---
title: railway sandbox
description: Manage ephemeral sandboxes.
---
Create, connect to, run commands in, and destroy ephemeral [sandboxes](/sandboxes) in a Railway environment.

<Banner variant="info">The `sandbox` command requires sandboxes to be enabled for your account through <a href="/platform/priority-boarding" target="_blank">Priority Boarding</a>. It's under active development, and its commands and flags may change in breaking ways.</Banner>

## Usage

```bash
railway sandbox <COMMAND> [OPTIONS]
```

## Aliases

- `railway sandboxes`
- `railway sbx`

## Subcommands

| Subcommand | Aliases | Description |
|------------|---------|-------------|
| `create` | `new` | Create a sandbox and set it as the active sandbox |
| `fork` | | Fork a sandbox into a new one and set it as the active sandbox |
| `template` | | Build and manage sandbox templates |
| `list` | `ls` | List sandboxes in the environment |
| `ssh` | `connect` | Connect to a sandbox over SSH |
| `exec` | | Run a single command inside a sandbox |
| `destroy` | `rm`, `delete` | Destroy a sandbox |

## Active sandbox

`create` and `fork` set the new sandbox as the active sandbox. The `ssh`, `exec`, `fork`, and `destroy` commands act on the active sandbox when you don't pass an ID, so a typical session needs no IDs at all. Running `ssh` or `exec` against a specific sandbox makes that one active.

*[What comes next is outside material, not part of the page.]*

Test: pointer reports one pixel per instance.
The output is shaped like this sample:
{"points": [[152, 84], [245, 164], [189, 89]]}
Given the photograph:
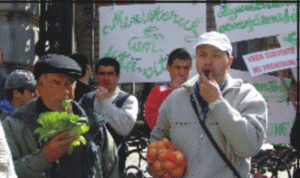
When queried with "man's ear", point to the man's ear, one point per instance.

Pass `--id <ID>` (or a positional ID for `fork` and `destroy`) to target a specific sandbox instead. `list` marks the active sandbox with an asterisk.

## Examples

### Create a sandbox

```bash
railway sandbox create
```

### Create a sandbox with an idle timeout

```bash
railway sandbox create --idle-timeout-minutes 30
```

Railway auto-destroys the sandbox after it sits [idle](/sandboxes#idle-timeout) for the given number of minutes. The default is 30 minutes, and the value can range from 1 to 120.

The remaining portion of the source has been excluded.